La puce à l’oreille #1
Et si l’on essayait de caractériser ensemble l’air du temps ? Tentative subjective ici, qui espère vos commentaires pour y voir plus clair.
C’était en 2011. Melancholia de Lars Von Trier était présenté en compétition officielle au Festival de Cannes. Sa durée : 2 h 15 (ce qui fait 8 au total, le chiffre de l’infini). La salle où il est projeté porte le nom des frères qui ont inventé le cinéma : Lumière, la nef absolue du 7e art. L’endroit où il y a peu de chance que quiconque se fasse l’intégrale de Fast and Furious. Entre ces nobles murs, les plus beaux films de l’histoire du cinématographe ont été projetés. Pour un cinéaste, c’est la consécration suprême de voir son œuvre révélée sur un écran aussi monumental. L’acoustique de cette salle est parfaite, tant et si bien que l’édifice revêt des atours de lieu de culte avec son cortège d’égrégores espérés et souvent opérants.
En 2011, donc, je me souviens de la projection de Melancholia, un soir de ce 64e Festival de Cannes. Son dernier plan m’avait glacé les sangs. On y voyait Charlotte Gainsbourg protéger son enfant dans un abris de fortune, tandis que la Terre était sur le point de se faire percuter et détruire par une météorite (ou le soleil lui-même, je ne sais plus). Le genre d’image apocalyptique qui vient se nicher brutalement dans votre psyché et dont je me serais bien passée. Nous n’étions plus que deux dans la salle à la toute fin du générique, dont nous avons suivi le déroulé jusqu’au bout, sur le côté gauche de la salle, d’un regard oblique – et prudent. Je reverrai toujours le visage effaré du journaliste Pierre Murat qui a quitté l’édifice avec moi, alors que les autres festivaliers avaient filé à l’anglaise depuis un moment. Aussi étrange que cela puisse paraître, il m’est apparu évident qu’il ne s’agissait pas là d’un simple film. Encore moins d’un film simple. Le générique achevé, le silence dans la salle Lumière s’apparentait à un silence de mort.

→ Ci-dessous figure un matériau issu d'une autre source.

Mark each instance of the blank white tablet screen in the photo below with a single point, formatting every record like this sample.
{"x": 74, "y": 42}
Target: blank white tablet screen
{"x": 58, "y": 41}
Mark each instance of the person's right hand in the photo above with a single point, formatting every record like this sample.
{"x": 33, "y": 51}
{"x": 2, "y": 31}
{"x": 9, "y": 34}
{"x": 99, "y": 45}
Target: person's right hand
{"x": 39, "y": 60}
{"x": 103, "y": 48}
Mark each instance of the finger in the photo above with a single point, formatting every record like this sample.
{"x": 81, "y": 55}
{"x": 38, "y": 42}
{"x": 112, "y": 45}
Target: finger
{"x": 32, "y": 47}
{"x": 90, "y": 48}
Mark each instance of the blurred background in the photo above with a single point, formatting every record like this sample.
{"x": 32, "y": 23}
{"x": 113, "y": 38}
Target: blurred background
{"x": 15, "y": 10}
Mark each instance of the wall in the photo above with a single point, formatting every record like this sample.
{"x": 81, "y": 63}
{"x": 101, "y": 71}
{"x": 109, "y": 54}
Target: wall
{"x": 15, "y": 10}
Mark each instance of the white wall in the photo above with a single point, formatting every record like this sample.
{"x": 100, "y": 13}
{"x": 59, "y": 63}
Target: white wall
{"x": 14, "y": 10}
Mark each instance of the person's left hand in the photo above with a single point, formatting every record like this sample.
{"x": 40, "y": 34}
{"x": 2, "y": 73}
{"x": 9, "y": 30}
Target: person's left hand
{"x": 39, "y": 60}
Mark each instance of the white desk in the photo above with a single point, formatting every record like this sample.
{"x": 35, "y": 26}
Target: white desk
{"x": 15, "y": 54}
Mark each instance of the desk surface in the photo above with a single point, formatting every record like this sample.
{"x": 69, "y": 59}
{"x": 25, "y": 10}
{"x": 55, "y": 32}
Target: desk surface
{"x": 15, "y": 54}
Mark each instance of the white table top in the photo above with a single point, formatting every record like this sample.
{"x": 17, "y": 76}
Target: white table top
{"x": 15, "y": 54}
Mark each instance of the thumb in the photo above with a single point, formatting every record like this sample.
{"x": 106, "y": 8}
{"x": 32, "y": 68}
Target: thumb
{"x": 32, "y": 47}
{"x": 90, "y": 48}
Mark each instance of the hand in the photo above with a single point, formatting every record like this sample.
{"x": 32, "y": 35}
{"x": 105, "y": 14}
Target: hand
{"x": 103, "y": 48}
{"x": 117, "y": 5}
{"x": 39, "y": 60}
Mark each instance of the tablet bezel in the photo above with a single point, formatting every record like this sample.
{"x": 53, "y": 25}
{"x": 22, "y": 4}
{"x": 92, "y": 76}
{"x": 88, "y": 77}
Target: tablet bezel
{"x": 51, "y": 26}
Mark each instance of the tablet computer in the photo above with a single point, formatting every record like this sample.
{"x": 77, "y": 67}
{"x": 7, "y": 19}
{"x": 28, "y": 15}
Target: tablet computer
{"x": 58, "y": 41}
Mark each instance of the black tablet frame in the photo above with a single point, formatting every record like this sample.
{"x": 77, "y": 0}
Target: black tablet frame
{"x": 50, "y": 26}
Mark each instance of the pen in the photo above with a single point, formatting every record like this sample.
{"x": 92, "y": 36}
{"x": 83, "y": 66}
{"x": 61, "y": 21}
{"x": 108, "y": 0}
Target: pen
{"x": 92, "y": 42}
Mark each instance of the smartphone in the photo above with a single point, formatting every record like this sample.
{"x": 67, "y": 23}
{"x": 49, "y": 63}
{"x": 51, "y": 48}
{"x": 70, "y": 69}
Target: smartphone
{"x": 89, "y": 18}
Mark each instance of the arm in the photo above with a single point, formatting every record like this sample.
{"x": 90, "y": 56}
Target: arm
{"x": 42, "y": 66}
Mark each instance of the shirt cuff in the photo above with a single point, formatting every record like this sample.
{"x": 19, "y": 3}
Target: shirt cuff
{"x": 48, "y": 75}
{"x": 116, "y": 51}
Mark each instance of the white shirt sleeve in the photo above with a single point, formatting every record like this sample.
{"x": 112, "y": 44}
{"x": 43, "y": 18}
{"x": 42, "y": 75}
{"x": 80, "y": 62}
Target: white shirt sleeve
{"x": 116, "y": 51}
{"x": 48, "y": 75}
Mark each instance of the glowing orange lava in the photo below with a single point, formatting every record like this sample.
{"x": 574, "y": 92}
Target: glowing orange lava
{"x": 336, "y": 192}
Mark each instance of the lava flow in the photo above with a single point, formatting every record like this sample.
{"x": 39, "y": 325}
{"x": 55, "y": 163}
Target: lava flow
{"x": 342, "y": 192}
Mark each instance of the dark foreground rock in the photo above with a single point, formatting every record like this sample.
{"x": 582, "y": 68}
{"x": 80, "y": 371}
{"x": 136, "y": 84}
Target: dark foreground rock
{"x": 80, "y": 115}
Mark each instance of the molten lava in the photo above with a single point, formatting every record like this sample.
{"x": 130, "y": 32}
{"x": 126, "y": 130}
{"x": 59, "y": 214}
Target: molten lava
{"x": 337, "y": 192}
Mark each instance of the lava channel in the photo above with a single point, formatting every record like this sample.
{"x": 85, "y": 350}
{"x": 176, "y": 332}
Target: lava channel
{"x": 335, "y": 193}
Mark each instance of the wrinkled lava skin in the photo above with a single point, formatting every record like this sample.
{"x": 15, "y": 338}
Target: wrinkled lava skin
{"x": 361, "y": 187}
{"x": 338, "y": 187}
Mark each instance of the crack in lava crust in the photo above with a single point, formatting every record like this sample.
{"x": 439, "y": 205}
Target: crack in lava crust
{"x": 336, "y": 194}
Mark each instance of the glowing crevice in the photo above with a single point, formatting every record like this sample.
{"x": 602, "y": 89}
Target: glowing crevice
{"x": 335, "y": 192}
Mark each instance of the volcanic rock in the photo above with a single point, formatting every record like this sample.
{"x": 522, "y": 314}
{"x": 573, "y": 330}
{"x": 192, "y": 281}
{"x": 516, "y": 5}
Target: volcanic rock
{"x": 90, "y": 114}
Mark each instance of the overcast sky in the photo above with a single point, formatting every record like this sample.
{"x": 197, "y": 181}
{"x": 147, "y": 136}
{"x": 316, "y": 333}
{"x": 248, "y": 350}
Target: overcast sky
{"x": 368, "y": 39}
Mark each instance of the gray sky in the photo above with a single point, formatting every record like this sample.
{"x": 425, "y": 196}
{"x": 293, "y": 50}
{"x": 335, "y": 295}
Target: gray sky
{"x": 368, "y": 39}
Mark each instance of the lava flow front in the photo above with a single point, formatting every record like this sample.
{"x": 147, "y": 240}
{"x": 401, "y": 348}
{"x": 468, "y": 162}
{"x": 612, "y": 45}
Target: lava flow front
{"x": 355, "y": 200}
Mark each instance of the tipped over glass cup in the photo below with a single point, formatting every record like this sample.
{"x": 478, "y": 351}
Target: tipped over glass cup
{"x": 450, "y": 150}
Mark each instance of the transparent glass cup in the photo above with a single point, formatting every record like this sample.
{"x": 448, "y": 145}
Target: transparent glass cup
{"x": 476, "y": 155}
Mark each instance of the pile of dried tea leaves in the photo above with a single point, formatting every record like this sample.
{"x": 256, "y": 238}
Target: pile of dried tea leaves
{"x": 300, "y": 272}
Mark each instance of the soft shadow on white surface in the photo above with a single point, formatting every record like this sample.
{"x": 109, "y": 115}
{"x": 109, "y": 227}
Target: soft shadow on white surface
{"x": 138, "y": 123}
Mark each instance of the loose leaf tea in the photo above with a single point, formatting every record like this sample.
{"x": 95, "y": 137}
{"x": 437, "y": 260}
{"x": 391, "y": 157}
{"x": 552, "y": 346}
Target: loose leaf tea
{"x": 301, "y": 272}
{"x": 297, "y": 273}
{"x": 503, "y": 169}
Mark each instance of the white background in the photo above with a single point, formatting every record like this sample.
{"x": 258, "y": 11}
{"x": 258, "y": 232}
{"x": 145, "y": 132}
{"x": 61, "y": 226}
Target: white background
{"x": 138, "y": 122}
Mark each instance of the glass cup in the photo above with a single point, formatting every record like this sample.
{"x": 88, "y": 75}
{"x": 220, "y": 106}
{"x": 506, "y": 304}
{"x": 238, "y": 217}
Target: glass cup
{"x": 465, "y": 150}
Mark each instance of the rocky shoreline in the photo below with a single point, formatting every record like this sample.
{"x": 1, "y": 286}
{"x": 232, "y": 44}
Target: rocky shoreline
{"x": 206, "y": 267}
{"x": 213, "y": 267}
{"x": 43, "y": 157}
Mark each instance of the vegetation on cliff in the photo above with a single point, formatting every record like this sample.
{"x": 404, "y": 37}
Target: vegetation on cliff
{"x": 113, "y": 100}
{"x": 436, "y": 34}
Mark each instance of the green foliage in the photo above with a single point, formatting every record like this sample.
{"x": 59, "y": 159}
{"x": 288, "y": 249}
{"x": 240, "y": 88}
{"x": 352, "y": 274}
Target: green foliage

Face à ce spectacle ce soir-là, mon intuition s’est affolée. Il m’apparaît plus que probable que le redoutable Lars von Trier ait été puiser dans les profondeurs de son inconscient pour matérialiser à l’écran un futur tragiquement possible. Contrairement à Werner Herzog dans Family Romance LLC, qui, lui, nous alerte quant aux ravages de la mélancolie de manière douce et subtilement suggestive (tellement subtil que le film, distribué par la maison humaniste Nour Films, est passé inaperçu ou presque), Melancholia joue la carte de l’esthétisation à outrance et sombre, malgré certains plans sublimes (très inspirés par les tableaux des préraphaélites et notamment ceux du peintre britannique John Everett Millais), dans la complaisance.
Par chance, le cinéaste, qui devait remporter la Palme d’or, a fait la bévue de sa vie en tenant des propos douteux en pleine conférence de presse. Là aussi, son inconscient s’est exprimé (en allemand « inconscient » se dit Bewusst, ce que Lacan « translettre » en « bévue »), sans doute, pour le bien de tous. Car une Palme d’or propulse médiatiquement un film sur le devant de la scène et im-pacte les consciences plus fortement qu’un film sorti sans tenue de gala sur le dos. Or, que serait-il arrivé s’il avait obtenu la distinction suprême ? Combien d’âmes sensibles, comme la mienne, auraient peiné à dormir du sommeil du juste avec ces images gorgées de bile noire plein le cerveau ?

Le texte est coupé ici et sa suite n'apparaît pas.